THE COURT: I don't believe that anything that's happened in justice court has done anything to diminish the probable cause that the police officers had to stop Mr. Mayo, and I find in ruling at this point that there was probable cause to stop Mr. Mayo.
¶ 9. Even though the beer possession charge was dismissed, it is not necessary that the information the officer had at the time of the arrest be sufficient to sustain a conviction of the crime charged, Jones v. State, 461 So.2d 686, 695 (Miss. 1984), nor does the arrest have to have been on the charge ultimately brought. Goforth v. City of Ridgeland, 603 So.2d 323, 326 (Miss. 1992).

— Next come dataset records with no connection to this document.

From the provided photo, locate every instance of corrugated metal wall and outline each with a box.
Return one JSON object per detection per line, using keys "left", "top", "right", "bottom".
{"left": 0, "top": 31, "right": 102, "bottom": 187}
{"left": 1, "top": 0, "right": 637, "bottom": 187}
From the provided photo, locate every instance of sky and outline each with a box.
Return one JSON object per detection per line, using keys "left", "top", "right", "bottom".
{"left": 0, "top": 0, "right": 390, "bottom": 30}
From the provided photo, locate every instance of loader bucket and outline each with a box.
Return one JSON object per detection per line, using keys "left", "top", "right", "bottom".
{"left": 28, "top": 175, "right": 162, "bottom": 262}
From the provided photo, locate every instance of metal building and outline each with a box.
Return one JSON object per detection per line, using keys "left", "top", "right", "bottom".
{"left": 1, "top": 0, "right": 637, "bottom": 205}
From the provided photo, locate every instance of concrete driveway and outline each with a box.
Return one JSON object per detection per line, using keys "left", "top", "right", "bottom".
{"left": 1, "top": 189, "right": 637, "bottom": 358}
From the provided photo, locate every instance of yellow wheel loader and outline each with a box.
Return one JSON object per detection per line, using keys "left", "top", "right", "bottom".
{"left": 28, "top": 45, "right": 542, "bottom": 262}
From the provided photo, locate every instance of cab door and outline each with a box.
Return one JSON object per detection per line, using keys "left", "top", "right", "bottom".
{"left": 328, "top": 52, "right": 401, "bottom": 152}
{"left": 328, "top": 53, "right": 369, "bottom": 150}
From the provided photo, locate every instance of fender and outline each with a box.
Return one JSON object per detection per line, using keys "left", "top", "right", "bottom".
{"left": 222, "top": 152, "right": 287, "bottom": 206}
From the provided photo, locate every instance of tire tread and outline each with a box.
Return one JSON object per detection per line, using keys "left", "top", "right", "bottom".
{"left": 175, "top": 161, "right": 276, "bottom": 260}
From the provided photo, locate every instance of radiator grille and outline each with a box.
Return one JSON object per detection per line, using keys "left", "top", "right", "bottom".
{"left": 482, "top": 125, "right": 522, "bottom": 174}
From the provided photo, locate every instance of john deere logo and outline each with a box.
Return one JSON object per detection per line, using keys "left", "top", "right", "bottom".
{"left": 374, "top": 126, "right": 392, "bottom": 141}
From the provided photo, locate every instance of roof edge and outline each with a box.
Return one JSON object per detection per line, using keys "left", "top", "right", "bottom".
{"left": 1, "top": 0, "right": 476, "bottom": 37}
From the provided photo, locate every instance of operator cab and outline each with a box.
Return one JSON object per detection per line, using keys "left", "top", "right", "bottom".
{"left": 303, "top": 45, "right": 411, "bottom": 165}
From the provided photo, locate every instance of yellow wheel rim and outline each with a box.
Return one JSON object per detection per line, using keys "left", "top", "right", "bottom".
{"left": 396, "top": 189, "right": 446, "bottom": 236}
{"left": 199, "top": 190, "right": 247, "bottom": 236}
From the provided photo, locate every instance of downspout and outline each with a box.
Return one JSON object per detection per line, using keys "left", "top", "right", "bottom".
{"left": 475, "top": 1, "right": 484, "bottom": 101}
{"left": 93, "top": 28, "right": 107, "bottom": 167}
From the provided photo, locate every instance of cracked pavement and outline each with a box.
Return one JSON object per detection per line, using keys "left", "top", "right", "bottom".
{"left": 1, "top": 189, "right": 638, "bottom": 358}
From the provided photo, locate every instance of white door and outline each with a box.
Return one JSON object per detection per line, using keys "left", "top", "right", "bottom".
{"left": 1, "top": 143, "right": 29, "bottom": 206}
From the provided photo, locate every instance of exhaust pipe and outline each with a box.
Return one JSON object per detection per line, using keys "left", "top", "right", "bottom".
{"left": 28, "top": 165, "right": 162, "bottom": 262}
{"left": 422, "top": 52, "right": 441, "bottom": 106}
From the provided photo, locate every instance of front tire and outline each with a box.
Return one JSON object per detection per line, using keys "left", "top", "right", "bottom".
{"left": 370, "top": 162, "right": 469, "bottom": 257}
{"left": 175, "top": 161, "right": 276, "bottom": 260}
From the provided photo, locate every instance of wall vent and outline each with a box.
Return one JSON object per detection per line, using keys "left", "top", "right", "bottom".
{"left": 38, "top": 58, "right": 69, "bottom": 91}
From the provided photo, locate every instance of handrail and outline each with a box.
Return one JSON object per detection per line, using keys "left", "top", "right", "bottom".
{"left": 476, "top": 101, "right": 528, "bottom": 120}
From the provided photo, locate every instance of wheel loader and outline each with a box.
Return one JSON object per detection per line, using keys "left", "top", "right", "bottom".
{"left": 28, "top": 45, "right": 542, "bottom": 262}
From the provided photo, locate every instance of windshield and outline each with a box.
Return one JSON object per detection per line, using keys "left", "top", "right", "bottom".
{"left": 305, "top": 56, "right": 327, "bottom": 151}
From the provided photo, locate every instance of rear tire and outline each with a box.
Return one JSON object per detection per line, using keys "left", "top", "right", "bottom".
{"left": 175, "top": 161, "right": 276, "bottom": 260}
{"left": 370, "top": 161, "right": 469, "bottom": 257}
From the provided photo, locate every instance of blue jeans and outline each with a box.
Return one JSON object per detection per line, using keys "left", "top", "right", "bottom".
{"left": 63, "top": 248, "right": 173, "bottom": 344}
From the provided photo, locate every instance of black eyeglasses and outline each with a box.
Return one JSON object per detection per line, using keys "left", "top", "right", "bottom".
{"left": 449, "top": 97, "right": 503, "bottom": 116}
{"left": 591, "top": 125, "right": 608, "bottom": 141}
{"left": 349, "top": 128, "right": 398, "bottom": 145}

¶ 10. Officer Rials indicated he observed an open container of beer in Mayo's vehicle, and that Mayo admitted that he had been drinking. The officer smelled an intoxilyzing substance on Mayo's breath and noticed that Mayo appeared disoriented. Although the charge of possession of beer was later dismissed, the presence of beer provided sufficient probable cause to conduct a search of Mayo and his vehicle. Northington v. State, 749 So.2d 1099 (¶ 9) (Miss.Ct.App. 1999). This Court finds no merit in this issue.
¶ 11. THE JUDGMENT OF THE COPIAH COUNTY CIRCUIT COURT OF CONVICTION OF DRIVING UNDER THE INFLUENCE-FIRST OFFENSE AND FINE OF $500.00 IS AFFIRMED. ALL COSTS OF APPEAL ARE ASSESSED TO THE APPELLANT. McMILLIN, C.J., SOUTHWICK, P.J., BRIDGES, THOMAS, LEE, IRVING, MYERS, CHANDLER AND GRIFFIS, JJ., CONCUR.